The first phase of the highly-anticipated Oracle/Electronic Discovery Institute joint research project has been completed, and confirms what many advocates have been preaching about technology-assisted review (aka predictive coding): that spending more money doesn't correlate with greater quality; that senior attorneys know what they are doing; and that you can't turn discovery over to robots—humans are still the most vital component of the project.
The study began in 2012, when the nonprofit EDI launched the project with Oracle Corp. Stanford University professors Peter Glynn and Gerd Infanger serving as chief scientists for the project; Pallab Chakraborty, e-discovery director in Oracle's legal department, and EDI co-founder Patrick Oot, the U.S. Securities and Exchange Commission's senior special counsel, are advisers.
"EDI directed the professors to not only evaluate the results submitted by the participants, but to help define a gold-standard to evaluate each of the respondents," said Oot. As a result, the study "not only looks at document categorization systems—but considers multiple evaluation standards used to assess the study participants."
The study "considered multiple evaluation systems using litigation data from real high-stakes litigation where the producing party was confident that it conducted a meticulous attorney-based document review to respond to the document request," he explained. Said Oracle's Chakraborty: "The document review originally conducted by outside counsel in the study matter was a rigorous undertaking that included a thorough review with multiple quality checks. The review team was comprised of both law firm associates and contract attorneys."
Participants paid a participation fee of $3,500 to help cover costs (and pay the professors), said Oot, noting that "participants were required to evaluate documents for responsiveness to the document request, identify documents to withhold for privilege, and locate hot documents that are highly relevant to the matter." Some vendors provided cost-free resources to participate in the study.
A key goal was to benchmark the "accuracy performance of different providers as they compared to different standards, but the cost of deploying their process as if it were a real case," he said. Vendors submitted invoices as if they were billing to a real matter. "To avoid gamesmanship, providers were held to pricing, and in some circumstances had to answer follow-up validation about their pricing practices," Oot said. Potential business with Oracle was a motivator for firms to participate in the study, he noted.
The technology-assisted review providers that submitted results included Backstop, Catalyst, Consilio, D4 Discovery, Daegis, DiscoverReady, Exterro, Huron, Integreon, Kroll Ontrack, McDermott Will & Emery's Discovery & Dispute Services, ProSearch, Quislex teamed with Driven, RVM, SFL Data and Valora.

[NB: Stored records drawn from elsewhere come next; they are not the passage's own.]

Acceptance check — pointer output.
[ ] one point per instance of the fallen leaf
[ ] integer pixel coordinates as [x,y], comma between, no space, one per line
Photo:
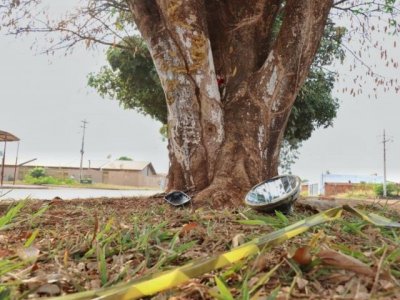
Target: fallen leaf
[303,255]
[4,252]
[49,289]
[343,261]
[301,283]
[238,240]
[31,253]
[188,227]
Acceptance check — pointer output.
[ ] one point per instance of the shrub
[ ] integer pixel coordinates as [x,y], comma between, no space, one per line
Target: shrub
[47,180]
[37,172]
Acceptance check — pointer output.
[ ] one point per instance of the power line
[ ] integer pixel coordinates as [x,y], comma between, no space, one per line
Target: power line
[384,141]
[84,122]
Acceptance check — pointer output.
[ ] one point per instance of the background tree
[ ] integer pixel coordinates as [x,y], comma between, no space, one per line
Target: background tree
[220,141]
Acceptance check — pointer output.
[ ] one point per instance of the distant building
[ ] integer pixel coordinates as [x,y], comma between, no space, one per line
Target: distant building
[332,184]
[119,172]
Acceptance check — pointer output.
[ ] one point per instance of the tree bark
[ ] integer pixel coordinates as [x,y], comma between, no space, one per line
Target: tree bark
[223,140]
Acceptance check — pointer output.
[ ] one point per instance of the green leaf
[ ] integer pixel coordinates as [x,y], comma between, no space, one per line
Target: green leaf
[223,289]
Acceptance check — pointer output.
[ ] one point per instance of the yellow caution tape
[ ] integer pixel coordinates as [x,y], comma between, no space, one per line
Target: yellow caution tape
[169,279]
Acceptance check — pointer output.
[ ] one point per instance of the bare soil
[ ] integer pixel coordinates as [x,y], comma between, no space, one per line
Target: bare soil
[136,236]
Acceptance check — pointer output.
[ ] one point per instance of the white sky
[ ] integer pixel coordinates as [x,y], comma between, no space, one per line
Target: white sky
[43,99]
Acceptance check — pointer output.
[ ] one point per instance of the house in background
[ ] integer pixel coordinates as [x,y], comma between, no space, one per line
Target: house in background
[333,184]
[130,173]
[119,172]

Some participants took advantage of the opportunity to submit multiple results, creating an opportunity to use the study as an exercise to help fine tune proprietary systems, Oot noted. "To avoid the perception of a bake-off," providers were required to sign a strict nondisclosure agreement with EDI and Oracle that prevents them from disclosing or identifying their performance or the ranking of others, he said. Breaches "could result in liquidated damages, providers are deterred from disclosing their performance to others."
A 2007 Department of Justice matter involving government pricing practices at Sun Microsystems triggered the document production. Oracle completed an acquisition of Sun Microsystems in 2010, inheriting the litigation, explained Oot. "Oracle settled the underlying litigation in 2011, but had completed its document review of Sun documents. Chakraborty convinced the Oracle legal team that the data was a great opportunity to assist Oracle in the evaluation of predictive coding providers. Knowing of EDI's first study, Chakraborty then reached out to me at EDI to launch the study," Oot recalled. With assistance form Oracle's head of litigation, Deborah Miller, the team located Glynn and Infanger, he said.
Participants received a collection of 1,693,243 documents and review materials, including the complaint, custodian list, glossary, privilege memorandum, inside and outside attorney name list, confidentiality memorandum, tagging rules memorandum, issue tag flowcharts, issue tag definitions, case updates/announcements, specific document request review rules, an acronym list and a combined time line. Participants submitted interrogatories to Sarah Dean, an associate at Hogan Lovells who managed the document review in the original matter; she answered questions via conference calls. Not all participants finished the process, said Oot.